I would hook up a console to log any output there if you can. When there is nothing logged at all like that it does start to point towards a hardware issue though. That's an SG-3100 I assume?Steve
-
@stephenw10
I can hookup console no problem. Not sure how to setup the logging though on my Mac.I’m investigating buying replacement ram (rather than a long shutdown to run memtest) to test that. Just need to figure out what to buy.
If that doesn’t work I may just contact Netgate regarding warrantied replacement.
-
The RAM is non-replacable in the SG-3100.
If you have not re-installed it clean I would certainly try that first:
https://www.netgate.com/docs/pfsense/solutions/sg-3100/reinstall-pfsense.htmlLogging the console output in OSX is not something I've ever tried to do though I don't imagine it's difficult with the right terminal client. I always use putty in Linux or Windows(if forced).
Steve
-
@stephenw10 said in Random reboots:
If you have not re-installed it clean I would certainly try that first:
Hasn't been more than a couple of months since the last clean install but worth a shot. I'll also work out the console logging to see if that turns up anything useful.
-
@stephenw10 said in Random reboots:
The RAM is non-replacable in the SG-3100.
If you have not re-installed it clean I would certainly try that first:
https://www.netgate.com/docs/pfsense/solutions/sg-3100/reinstall-pfsense.htmlLogging the console output in OSX is not something I've ever tried to do though I don't imagine it's difficult with the right terminal client. I always use putty in Linux or Windows(if forced).
Steve
I've got console logging started, but never tried this before. Should I just be logging the shell window?
-
Yes, just log all the output there. If there is some drive error etc it will show on the console.
Steve
-
Yeah Terminal by default will just keep a scrollback buffer.
But I use C-Kermit for serial console. Not sure if screen etc changes things.
If you're using screen,
Ctrl-A H
might be a friend. -
@derelict
Actually, I already had the serial app installed. It will save everything to a text file. -
No luck with the console messages. Had a reboot this morning. Nothing shown on the console other than the bootup.
Guess I'll give the clean install a try next?
-
Is it possible that a latency alarm could trigger this behavior?
Looking through all my logs I see a latency alarm occurred about the same time as the reboot.
Sep 14 02:59:58 dpinger send_interval 500ms loss_interval 2000ms time_period 60000ms report_interval 0ms data_len 0 alert_interval 1000ms latency_alarm 500ms loss_alarm 30% dest_addr 8.8.8.8 bind_addr 24.211.135.107 identifier "WAN_DHCP "
Sep 14 02:59:51 syslogd kernel boot file is /boot/kernel/kernel
Time stamp shows the reboot happened first though, so maybe the latency is being caused by the boot process???

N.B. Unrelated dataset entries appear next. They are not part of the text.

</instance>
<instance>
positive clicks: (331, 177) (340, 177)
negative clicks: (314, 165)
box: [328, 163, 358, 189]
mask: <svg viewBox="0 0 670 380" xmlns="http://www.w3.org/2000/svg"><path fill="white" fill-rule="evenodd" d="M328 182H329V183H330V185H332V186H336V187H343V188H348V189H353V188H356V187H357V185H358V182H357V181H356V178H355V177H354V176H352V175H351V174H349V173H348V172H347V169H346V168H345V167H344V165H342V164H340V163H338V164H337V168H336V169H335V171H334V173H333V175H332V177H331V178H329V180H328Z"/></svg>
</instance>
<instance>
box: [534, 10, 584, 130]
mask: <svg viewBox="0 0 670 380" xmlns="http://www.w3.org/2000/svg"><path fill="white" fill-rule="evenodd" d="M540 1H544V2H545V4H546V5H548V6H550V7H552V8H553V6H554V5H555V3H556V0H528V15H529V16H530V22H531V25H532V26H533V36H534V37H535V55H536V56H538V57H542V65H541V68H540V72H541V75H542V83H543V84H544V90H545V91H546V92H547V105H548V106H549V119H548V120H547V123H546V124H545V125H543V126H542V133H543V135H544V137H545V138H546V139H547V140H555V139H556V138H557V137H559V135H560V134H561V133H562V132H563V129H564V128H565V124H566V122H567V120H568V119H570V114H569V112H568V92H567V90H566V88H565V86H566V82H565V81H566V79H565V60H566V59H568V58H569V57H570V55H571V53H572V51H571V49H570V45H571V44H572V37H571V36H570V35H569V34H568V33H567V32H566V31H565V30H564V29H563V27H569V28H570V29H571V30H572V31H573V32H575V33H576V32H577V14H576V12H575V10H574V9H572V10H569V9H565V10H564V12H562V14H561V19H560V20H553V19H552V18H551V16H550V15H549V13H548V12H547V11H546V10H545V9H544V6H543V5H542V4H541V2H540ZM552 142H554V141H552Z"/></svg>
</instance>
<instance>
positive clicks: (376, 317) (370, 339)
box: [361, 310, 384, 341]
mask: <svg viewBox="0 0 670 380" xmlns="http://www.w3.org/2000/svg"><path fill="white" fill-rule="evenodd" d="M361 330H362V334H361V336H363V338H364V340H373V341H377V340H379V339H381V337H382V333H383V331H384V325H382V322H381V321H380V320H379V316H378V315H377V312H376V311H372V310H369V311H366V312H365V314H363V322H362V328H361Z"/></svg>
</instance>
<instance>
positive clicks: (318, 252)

Edit: Nevermind. Looks like I read the log entry wrong. Now that I’ve had a little sleep I see that it’s just showing the current settings.
-
Yes that is logged when apinger is started with whatever settings are configured.
Nothing in the logs, no error reports and nothing on the console looks like either a hardware issue or a power problem.
I assume nothing else is rebooting at that time though.
Steve
-
No. Nothing else rebooting. I doubt it’s an external power problem. The unit is powered via a rack mounted APC ups, so power should be relatively clean.
-
Over heating then maybe, the PSU brick or the CPU.
Steve
-
I believe this is the cpu temp. It seems to always run a little warm to me (between 64 and 70C). Not sure what a normal temp would be on the 3100.
No idea about power supply temps.
-
@stephenw10 said in Random reboots:
If you have not re-installed it clean I would certainly try that first:
https://www.netgate.com/docs/pfsense/solutions/sg-3100/reinstall-pfsense.htmlFinally got a chance to do the re-install. Install failed at first. The USB port is extremely hard to insert a flash drive into and I didn't have it fully inserted. After a good hard push and another reboot I think it went ok. We'll see what happens.
-
That temperature looks normal for the 3100. Nothing I haven't seen here.
Steve
-
@stephenw10 said in Random reboots:
That temperature looks normal for the 3100. Nothing I haven't seen here.
Steve
Thanks. I might change my set points for temp alerts so that it’s not in the yellow as much.